Kelima alasan tersebut adalah:

  1. Mencoba peruntungan untuk bekerja, karena dijanjikan bayaran yang pantas;
  2. Terpikat agen tenaga kerja dengan jebakan janji palsu;
  3. Populasi ikan menurun dengan sangat cepat;
  4. Alih muat di tengah laut; dan
  5. Kurangnya pengawasan atau dukungan dari Pemerintah (Indonesia)

Poin-poin di atas, menurut Elizabeth, sangat sering dialami oleh para pencari kerja yang berasal dari dua negara berkembang di Asia Tenggara, yakni Indonesia dan Filipina. Oleh itu, negara di Asia Tenggara yang menjadi anggota ASEAN, khususnya kedua negara dimaksud, harus bisa membuat kebijakan tegas untuk mengatasi masalah ketenagakerjaan dan lingkungan.

Selain itu, negara ASEAN juga harus bisa mengambil langkah untuk menangani diskriminasi tingkat tinggi yang sering terjadi pada kapal perikanan yang melakukan penangkapan ikan di lokasi jauh atau menempuh jarak yang jauh.
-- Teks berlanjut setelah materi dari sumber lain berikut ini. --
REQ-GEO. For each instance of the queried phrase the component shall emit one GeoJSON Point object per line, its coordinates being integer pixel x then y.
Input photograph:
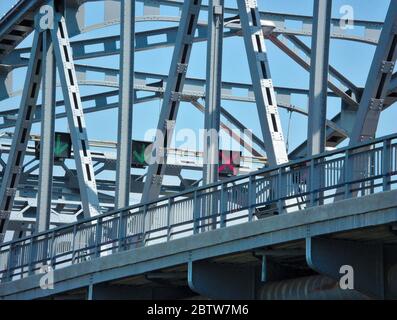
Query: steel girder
{"type": "Point", "coordinates": [17, 24]}
{"type": "Point", "coordinates": [171, 102]}
{"type": "Point", "coordinates": [13, 169]}
{"type": "Point", "coordinates": [125, 114]}
{"type": "Point", "coordinates": [377, 86]}
{"type": "Point", "coordinates": [47, 137]}
{"type": "Point", "coordinates": [212, 118]}
{"type": "Point", "coordinates": [265, 97]}
{"type": "Point", "coordinates": [319, 77]}
{"type": "Point", "coordinates": [75, 115]}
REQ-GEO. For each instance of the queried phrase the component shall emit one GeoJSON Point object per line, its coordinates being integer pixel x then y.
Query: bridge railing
{"type": "Point", "coordinates": [344, 173]}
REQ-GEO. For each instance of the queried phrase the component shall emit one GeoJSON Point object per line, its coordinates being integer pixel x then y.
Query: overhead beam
{"type": "Point", "coordinates": [212, 117]}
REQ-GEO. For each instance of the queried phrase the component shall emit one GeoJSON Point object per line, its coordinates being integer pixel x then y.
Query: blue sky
{"type": "Point", "coordinates": [351, 58]}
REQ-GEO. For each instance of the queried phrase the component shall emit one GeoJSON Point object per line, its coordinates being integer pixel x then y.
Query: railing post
{"type": "Point", "coordinates": [312, 183]}
{"type": "Point", "coordinates": [52, 253]}
{"type": "Point", "coordinates": [223, 207]}
{"type": "Point", "coordinates": [74, 243]}
{"type": "Point", "coordinates": [251, 197]}
{"type": "Point", "coordinates": [145, 207]}
{"type": "Point", "coordinates": [347, 174]}
{"type": "Point", "coordinates": [122, 230]}
{"type": "Point", "coordinates": [30, 262]}
{"type": "Point", "coordinates": [9, 264]}
{"type": "Point", "coordinates": [280, 202]}
{"type": "Point", "coordinates": [196, 220]}
{"type": "Point", "coordinates": [386, 164]}
{"type": "Point", "coordinates": [98, 237]}
{"type": "Point", "coordinates": [169, 208]}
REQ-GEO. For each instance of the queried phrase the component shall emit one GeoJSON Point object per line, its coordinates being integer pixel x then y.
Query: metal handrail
{"type": "Point", "coordinates": [216, 184]}
{"type": "Point", "coordinates": [272, 187]}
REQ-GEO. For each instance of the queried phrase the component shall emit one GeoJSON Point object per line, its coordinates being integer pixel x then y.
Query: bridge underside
{"type": "Point", "coordinates": [247, 261]}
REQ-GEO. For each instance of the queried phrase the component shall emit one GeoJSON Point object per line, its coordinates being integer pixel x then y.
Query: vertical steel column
{"type": "Point", "coordinates": [20, 140]}
{"type": "Point", "coordinates": [124, 152]}
{"type": "Point", "coordinates": [213, 91]}
{"type": "Point", "coordinates": [172, 98]}
{"type": "Point", "coordinates": [47, 135]}
{"type": "Point", "coordinates": [377, 85]}
{"type": "Point", "coordinates": [75, 115]}
{"type": "Point", "coordinates": [263, 86]}
{"type": "Point", "coordinates": [319, 76]}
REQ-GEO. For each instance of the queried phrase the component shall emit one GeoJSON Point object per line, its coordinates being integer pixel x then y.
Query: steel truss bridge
{"type": "Point", "coordinates": [279, 232]}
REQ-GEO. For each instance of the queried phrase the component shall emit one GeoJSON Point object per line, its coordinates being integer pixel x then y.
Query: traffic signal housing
{"type": "Point", "coordinates": [229, 163]}
{"type": "Point", "coordinates": [62, 147]}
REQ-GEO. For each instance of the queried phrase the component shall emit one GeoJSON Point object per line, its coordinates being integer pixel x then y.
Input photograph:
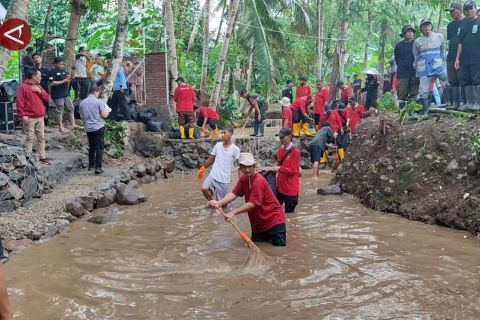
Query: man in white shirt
{"type": "Point", "coordinates": [223, 156]}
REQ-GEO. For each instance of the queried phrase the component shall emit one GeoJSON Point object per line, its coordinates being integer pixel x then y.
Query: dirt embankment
{"type": "Point", "coordinates": [425, 171]}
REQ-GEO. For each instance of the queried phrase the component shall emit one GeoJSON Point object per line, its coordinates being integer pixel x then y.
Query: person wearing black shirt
{"type": "Point", "coordinates": [288, 91]}
{"type": "Point", "coordinates": [453, 36]}
{"type": "Point", "coordinates": [407, 81]}
{"type": "Point", "coordinates": [371, 87]}
{"type": "Point", "coordinates": [59, 80]}
{"type": "Point", "coordinates": [37, 60]}
{"type": "Point", "coordinates": [468, 57]}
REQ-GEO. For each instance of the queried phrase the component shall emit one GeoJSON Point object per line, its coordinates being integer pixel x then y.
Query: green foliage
{"type": "Point", "coordinates": [387, 103]}
{"type": "Point", "coordinates": [476, 144]}
{"type": "Point", "coordinates": [408, 111]}
{"type": "Point", "coordinates": [115, 134]}
{"type": "Point", "coordinates": [230, 113]}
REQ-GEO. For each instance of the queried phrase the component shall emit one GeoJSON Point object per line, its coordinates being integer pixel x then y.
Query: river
{"type": "Point", "coordinates": [342, 261]}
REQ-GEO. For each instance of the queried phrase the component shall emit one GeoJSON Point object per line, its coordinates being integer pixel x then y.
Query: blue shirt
{"type": "Point", "coordinates": [120, 80]}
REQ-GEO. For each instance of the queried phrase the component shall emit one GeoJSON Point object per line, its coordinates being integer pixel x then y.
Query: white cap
{"type": "Point", "coordinates": [246, 159]}
{"type": "Point", "coordinates": [285, 102]}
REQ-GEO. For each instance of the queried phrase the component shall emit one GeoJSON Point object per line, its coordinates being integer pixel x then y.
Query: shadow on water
{"type": "Point", "coordinates": [172, 258]}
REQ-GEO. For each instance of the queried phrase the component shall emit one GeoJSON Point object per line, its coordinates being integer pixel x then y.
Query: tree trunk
{"type": "Point", "coordinates": [369, 34]}
{"type": "Point", "coordinates": [117, 50]}
{"type": "Point", "coordinates": [172, 50]}
{"type": "Point", "coordinates": [381, 55]}
{"type": "Point", "coordinates": [79, 8]}
{"type": "Point", "coordinates": [339, 58]}
{"type": "Point", "coordinates": [320, 40]}
{"type": "Point", "coordinates": [250, 72]}
{"type": "Point", "coordinates": [206, 42]}
{"type": "Point", "coordinates": [232, 12]}
{"type": "Point", "coordinates": [219, 31]}
{"type": "Point", "coordinates": [47, 20]}
{"type": "Point", "coordinates": [16, 9]}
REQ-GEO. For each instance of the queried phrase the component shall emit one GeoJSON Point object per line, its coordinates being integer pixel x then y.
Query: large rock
{"type": "Point", "coordinates": [105, 198]}
{"type": "Point", "coordinates": [330, 190]}
{"type": "Point", "coordinates": [76, 209]}
{"type": "Point", "coordinates": [127, 195]}
{"type": "Point", "coordinates": [18, 245]}
{"type": "Point", "coordinates": [110, 216]}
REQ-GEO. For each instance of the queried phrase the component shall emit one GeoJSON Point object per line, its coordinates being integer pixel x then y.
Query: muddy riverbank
{"type": "Point", "coordinates": [342, 261]}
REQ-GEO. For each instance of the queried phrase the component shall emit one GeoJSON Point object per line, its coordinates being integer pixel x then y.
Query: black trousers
{"type": "Point", "coordinates": [290, 202]}
{"type": "Point", "coordinates": [119, 105]}
{"type": "Point", "coordinates": [96, 145]}
{"type": "Point", "coordinates": [276, 235]}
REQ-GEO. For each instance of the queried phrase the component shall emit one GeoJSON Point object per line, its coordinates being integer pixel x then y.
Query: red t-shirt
{"type": "Point", "coordinates": [208, 113]}
{"type": "Point", "coordinates": [346, 93]}
{"type": "Point", "coordinates": [321, 99]}
{"type": "Point", "coordinates": [288, 178]}
{"type": "Point", "coordinates": [300, 104]}
{"type": "Point", "coordinates": [303, 91]}
{"type": "Point", "coordinates": [287, 114]}
{"type": "Point", "coordinates": [335, 120]}
{"type": "Point", "coordinates": [267, 212]}
{"type": "Point", "coordinates": [184, 97]}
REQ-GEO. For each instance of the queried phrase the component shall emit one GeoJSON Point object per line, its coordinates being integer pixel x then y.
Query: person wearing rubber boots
{"type": "Point", "coordinates": [185, 98]}
{"type": "Point", "coordinates": [301, 118]}
{"type": "Point", "coordinates": [468, 57]}
{"type": "Point", "coordinates": [206, 115]}
{"type": "Point", "coordinates": [303, 90]}
{"type": "Point", "coordinates": [403, 53]}
{"type": "Point", "coordinates": [453, 37]}
{"type": "Point", "coordinates": [429, 63]}
{"type": "Point", "coordinates": [259, 106]}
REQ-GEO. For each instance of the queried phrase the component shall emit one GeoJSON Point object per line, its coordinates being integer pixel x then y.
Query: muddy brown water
{"type": "Point", "coordinates": [342, 262]}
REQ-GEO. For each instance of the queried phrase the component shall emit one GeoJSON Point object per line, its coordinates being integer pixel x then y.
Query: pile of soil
{"type": "Point", "coordinates": [424, 171]}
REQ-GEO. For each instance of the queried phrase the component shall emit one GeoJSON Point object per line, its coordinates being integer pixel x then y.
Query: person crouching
{"type": "Point", "coordinates": [265, 213]}
{"type": "Point", "coordinates": [93, 111]}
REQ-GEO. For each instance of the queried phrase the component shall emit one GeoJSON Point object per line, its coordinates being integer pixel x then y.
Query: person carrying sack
{"type": "Point", "coordinates": [287, 170]}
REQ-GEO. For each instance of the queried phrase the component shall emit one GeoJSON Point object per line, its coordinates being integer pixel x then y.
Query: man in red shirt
{"type": "Point", "coordinates": [300, 116]}
{"type": "Point", "coordinates": [287, 169]}
{"type": "Point", "coordinates": [321, 98]}
{"type": "Point", "coordinates": [287, 113]}
{"type": "Point", "coordinates": [30, 108]}
{"type": "Point", "coordinates": [185, 97]}
{"type": "Point", "coordinates": [265, 213]}
{"type": "Point", "coordinates": [303, 89]}
{"type": "Point", "coordinates": [347, 92]}
{"type": "Point", "coordinates": [210, 116]}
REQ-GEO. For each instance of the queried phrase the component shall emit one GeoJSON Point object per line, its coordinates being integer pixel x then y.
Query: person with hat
{"type": "Point", "coordinates": [318, 146]}
{"type": "Point", "coordinates": [301, 118]}
{"type": "Point", "coordinates": [468, 57]}
{"type": "Point", "coordinates": [453, 37]}
{"type": "Point", "coordinates": [321, 99]}
{"type": "Point", "coordinates": [429, 63]}
{"type": "Point", "coordinates": [288, 91]}
{"type": "Point", "coordinates": [287, 170]}
{"type": "Point", "coordinates": [259, 106]}
{"type": "Point", "coordinates": [303, 90]}
{"type": "Point", "coordinates": [266, 215]}
{"type": "Point", "coordinates": [185, 97]}
{"type": "Point", "coordinates": [224, 156]}
{"type": "Point", "coordinates": [287, 113]}
{"type": "Point", "coordinates": [407, 81]}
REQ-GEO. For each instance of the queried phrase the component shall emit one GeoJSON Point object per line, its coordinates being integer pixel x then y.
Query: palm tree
{"type": "Point", "coordinates": [16, 9]}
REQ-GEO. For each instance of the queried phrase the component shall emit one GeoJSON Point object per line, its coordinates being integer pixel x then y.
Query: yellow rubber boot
{"type": "Point", "coordinates": [216, 133]}
{"type": "Point", "coordinates": [306, 130]}
{"type": "Point", "coordinates": [205, 132]}
{"type": "Point", "coordinates": [182, 132]}
{"type": "Point", "coordinates": [296, 129]}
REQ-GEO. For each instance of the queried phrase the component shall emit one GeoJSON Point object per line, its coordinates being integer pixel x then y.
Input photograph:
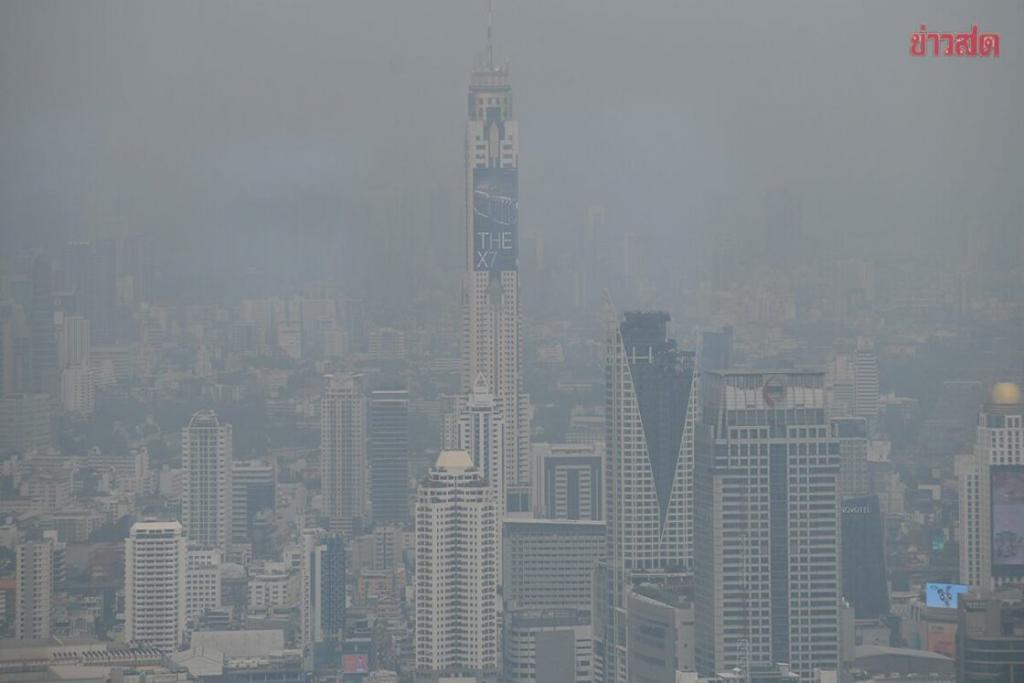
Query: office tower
{"type": "Point", "coordinates": [864, 577]}
{"type": "Point", "coordinates": [253, 486]}
{"type": "Point", "coordinates": [25, 423]}
{"type": "Point", "coordinates": [479, 429]}
{"type": "Point", "coordinates": [841, 387]}
{"type": "Point", "coordinates": [767, 573]}
{"type": "Point", "coordinates": [78, 391]}
{"type": "Point", "coordinates": [854, 478]}
{"type": "Point", "coordinates": [990, 480]}
{"type": "Point", "coordinates": [865, 584]}
{"type": "Point", "coordinates": [203, 575]}
{"type": "Point", "coordinates": [660, 630]}
{"type": "Point", "coordinates": [73, 347]}
{"type": "Point", "coordinates": [206, 491]}
{"type": "Point", "coordinates": [716, 348]}
{"type": "Point", "coordinates": [457, 542]}
{"type": "Point", "coordinates": [90, 272]}
{"type": "Point", "coordinates": [387, 449]}
{"type": "Point", "coordinates": [138, 263]}
{"type": "Point", "coordinates": [569, 480]}
{"type": "Point", "coordinates": [865, 382]}
{"type": "Point", "coordinates": [548, 646]}
{"type": "Point", "coordinates": [44, 373]}
{"type": "Point", "coordinates": [343, 454]}
{"type": "Point", "coordinates": [155, 585]}
{"type": "Point", "coordinates": [549, 563]}
{"type": "Point", "coordinates": [492, 338]}
{"type": "Point", "coordinates": [989, 639]}
{"type": "Point", "coordinates": [323, 604]}
{"type": "Point", "coordinates": [648, 473]}
{"type": "Point", "coordinates": [33, 590]}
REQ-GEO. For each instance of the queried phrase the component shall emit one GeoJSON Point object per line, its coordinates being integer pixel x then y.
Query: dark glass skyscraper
{"type": "Point", "coordinates": [766, 524]}
{"type": "Point", "coordinates": [387, 451]}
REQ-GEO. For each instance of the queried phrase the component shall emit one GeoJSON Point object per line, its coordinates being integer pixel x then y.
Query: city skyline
{"type": "Point", "coordinates": [303, 381]}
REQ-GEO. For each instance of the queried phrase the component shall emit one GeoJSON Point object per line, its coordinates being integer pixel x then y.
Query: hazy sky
{"type": "Point", "coordinates": [679, 117]}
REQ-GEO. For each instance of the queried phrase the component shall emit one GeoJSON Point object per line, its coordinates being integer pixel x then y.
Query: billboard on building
{"type": "Point", "coordinates": [496, 219]}
{"type": "Point", "coordinates": [1008, 519]}
{"type": "Point", "coordinates": [943, 595]}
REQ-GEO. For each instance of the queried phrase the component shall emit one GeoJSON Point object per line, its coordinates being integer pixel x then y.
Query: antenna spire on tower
{"type": "Point", "coordinates": [491, 46]}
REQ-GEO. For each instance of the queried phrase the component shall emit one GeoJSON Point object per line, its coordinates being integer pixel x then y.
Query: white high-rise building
{"type": "Point", "coordinates": [481, 432]}
{"type": "Point", "coordinates": [766, 524]}
{"type": "Point", "coordinates": [651, 398]}
{"type": "Point", "coordinates": [492, 338]}
{"type": "Point", "coordinates": [155, 585]}
{"type": "Point", "coordinates": [33, 590]}
{"type": "Point", "coordinates": [78, 390]}
{"type": "Point", "coordinates": [865, 382]}
{"type": "Point", "coordinates": [73, 346]}
{"type": "Point", "coordinates": [206, 492]}
{"type": "Point", "coordinates": [457, 542]}
{"type": "Point", "coordinates": [203, 582]}
{"type": "Point", "coordinates": [343, 454]}
{"type": "Point", "coordinates": [990, 501]}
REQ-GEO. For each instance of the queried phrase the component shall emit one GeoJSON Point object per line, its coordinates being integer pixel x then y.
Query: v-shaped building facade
{"type": "Point", "coordinates": [650, 420]}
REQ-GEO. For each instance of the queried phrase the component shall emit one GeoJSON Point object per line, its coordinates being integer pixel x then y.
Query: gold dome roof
{"type": "Point", "coordinates": [1006, 393]}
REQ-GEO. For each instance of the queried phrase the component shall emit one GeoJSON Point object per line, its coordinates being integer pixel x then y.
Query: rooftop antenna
{"type": "Point", "coordinates": [491, 46]}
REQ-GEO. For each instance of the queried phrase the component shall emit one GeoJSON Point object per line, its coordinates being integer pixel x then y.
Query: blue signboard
{"type": "Point", "coordinates": [496, 219]}
{"type": "Point", "coordinates": [943, 595]}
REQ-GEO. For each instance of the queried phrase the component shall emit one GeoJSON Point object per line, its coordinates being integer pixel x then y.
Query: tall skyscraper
{"type": "Point", "coordinates": [387, 450]}
{"type": "Point", "coordinates": [480, 431]}
{"type": "Point", "coordinates": [865, 382]}
{"type": "Point", "coordinates": [74, 341]}
{"type": "Point", "coordinates": [650, 417]}
{"type": "Point", "coordinates": [569, 480]}
{"type": "Point", "coordinates": [492, 338]}
{"type": "Point", "coordinates": [343, 453]}
{"type": "Point", "coordinates": [33, 590]}
{"type": "Point", "coordinates": [864, 579]}
{"type": "Point", "coordinates": [203, 582]}
{"type": "Point", "coordinates": [155, 585]}
{"type": "Point", "coordinates": [90, 272]}
{"type": "Point", "coordinates": [990, 483]}
{"type": "Point", "coordinates": [766, 551]}
{"type": "Point", "coordinates": [323, 603]}
{"type": "Point", "coordinates": [206, 489]}
{"type": "Point", "coordinates": [26, 422]}
{"type": "Point", "coordinates": [457, 541]}
{"type": "Point", "coordinates": [253, 485]}
{"type": "Point", "coordinates": [45, 375]}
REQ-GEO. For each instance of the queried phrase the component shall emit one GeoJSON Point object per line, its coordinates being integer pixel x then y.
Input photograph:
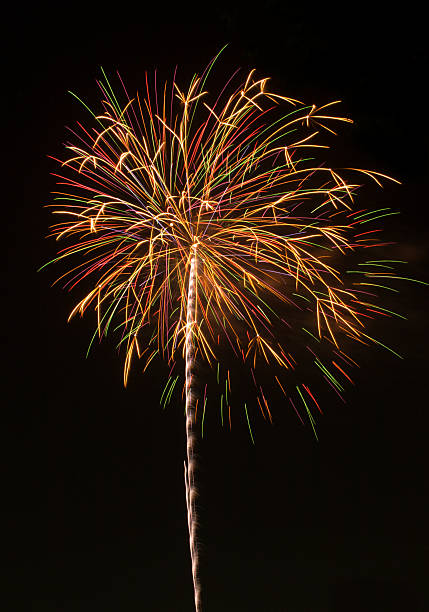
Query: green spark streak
{"type": "Point", "coordinates": [248, 423]}
{"type": "Point", "coordinates": [171, 383]}
{"type": "Point", "coordinates": [378, 217]}
{"type": "Point", "coordinates": [328, 374]}
{"type": "Point", "coordinates": [310, 416]}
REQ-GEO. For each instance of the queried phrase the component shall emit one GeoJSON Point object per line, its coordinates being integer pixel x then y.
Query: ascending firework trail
{"type": "Point", "coordinates": [205, 227]}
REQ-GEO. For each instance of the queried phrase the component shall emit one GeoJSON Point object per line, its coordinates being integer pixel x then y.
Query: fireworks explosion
{"type": "Point", "coordinates": [203, 224]}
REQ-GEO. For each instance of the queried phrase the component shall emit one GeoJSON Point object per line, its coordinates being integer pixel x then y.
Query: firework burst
{"type": "Point", "coordinates": [203, 223]}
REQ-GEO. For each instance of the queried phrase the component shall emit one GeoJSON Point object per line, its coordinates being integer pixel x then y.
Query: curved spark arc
{"type": "Point", "coordinates": [190, 467]}
{"type": "Point", "coordinates": [175, 214]}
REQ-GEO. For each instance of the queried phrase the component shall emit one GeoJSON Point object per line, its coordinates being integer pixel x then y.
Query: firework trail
{"type": "Point", "coordinates": [203, 224]}
{"type": "Point", "coordinates": [190, 428]}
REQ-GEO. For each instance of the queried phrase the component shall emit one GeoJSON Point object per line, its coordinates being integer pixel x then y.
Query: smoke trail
{"type": "Point", "coordinates": [190, 467]}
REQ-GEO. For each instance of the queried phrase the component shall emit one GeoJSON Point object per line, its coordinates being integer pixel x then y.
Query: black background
{"type": "Point", "coordinates": [93, 509]}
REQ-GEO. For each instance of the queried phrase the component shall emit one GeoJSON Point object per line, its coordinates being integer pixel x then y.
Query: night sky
{"type": "Point", "coordinates": [93, 509]}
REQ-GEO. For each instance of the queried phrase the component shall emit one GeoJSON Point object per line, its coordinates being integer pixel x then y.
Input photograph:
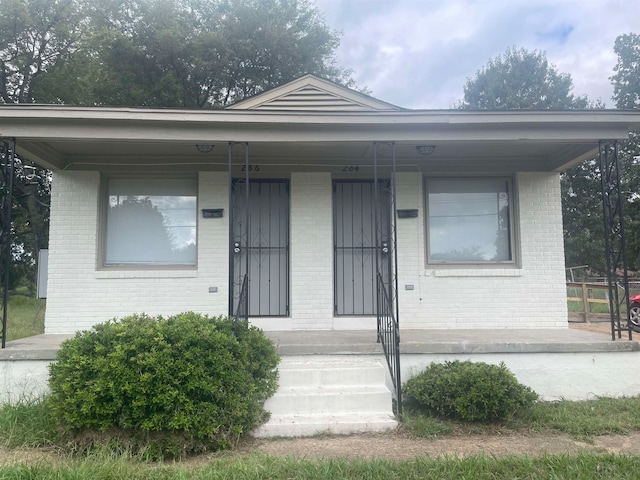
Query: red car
{"type": "Point", "coordinates": [634, 313]}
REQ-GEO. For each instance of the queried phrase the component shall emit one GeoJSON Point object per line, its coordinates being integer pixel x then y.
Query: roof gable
{"type": "Point", "coordinates": [311, 93]}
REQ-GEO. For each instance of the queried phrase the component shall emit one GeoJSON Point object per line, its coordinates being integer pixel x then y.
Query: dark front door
{"type": "Point", "coordinates": [356, 255]}
{"type": "Point", "coordinates": [263, 243]}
Bagi Elizabeth, perlunya keterlibatan negara-negara di dunia, utamanya yang ada di Asia Tenggara, karena dia dan Greenpeace menilai kalau model industri penangkapan ikan secara global dengan cara yang ‘tidak terlihat dan tidak terpikirkan’, bukan lagi menjadi cara yang tepat untuk sekarang. Jangan sampai, ada pekerja migran yang menderita karena penerapan metode tersebut.

“Dengan pandangan masyarakat dunia yang ikut menonton, sudah waktunya untuk mengambil langkah pertama untuk memastikan bahwa perbudakan modern di laut menjadi bagian dari masa lalu,” pungkas dia.

perlu dibaca : Perlindungan Awak Kapal Perikanan Dimulai dari Daerah Asal

 

Ilustrasi. Nelayan Bajo Sangkuang saat menarik ikan. Foto: Faris Bobero/ Mongabay Indonesia

 

Koordinasi Kementerian

Sedangkan Menteri Kelautan dan Perikanan Edhy Prabowo mengatakan pihaknya memiliki dua opsi solusi yang diajukan ke Kementerian Koordinator Bidang Kemaritiman dan Investasi (Kemenkomarves) untuk menyelesaikan masalah ABK yang bekerja di kapal asing.

 

Opsi pertama ialah menyetujui masukan dari Duta Besar Indonesia di Selandia Baru untuk melakukan moratorium ABK Indonesia di kapal perikanan asing. Opsi kedua, memberikan masukan teknis untuk perizinan ABK yang akan bekerja di kapal asing.

 

“Dua ini terserah mana yang akan disetujui. Jadi intinya adalah, ini (ABK) masalah kompleks,” jelas Menteri Edhy dalam forum diskusi virtual Chief Editor Meeting (CEM), Rabu (13/5/2020)

Jika nantinya opsi moratorium yang diambil, Edhy menyebut KKP siap memberikan akses lapangan kerja agar para ABK Indonesia bekerja di kapal perikanan lokal. Bahkan, pihaknya telah menyiapkan kemudahan perizinan bagi para pemilik kapal perikanan agar mereka bisa menyediakan lapangan kerja.

“Hitungan saya kita masih butuh ABK, kalau satu kapal butuh 30 ABK, 1.000 kapal butuh 30.000 (ABK),” sambungnya.

Karenanya, Edhy berkomitmen untuk menyelasaikan persoalan ABK dari hulu terlebih dahulu, dengan cara membangun komunikasi untuk menyamakan persepsi dengan Kementerian Tenaga Kerja dan Kementerian Perhubungan yang kewenangan berdasarkan undang-undang untuk memberikan izin bekerja kepada para ABK.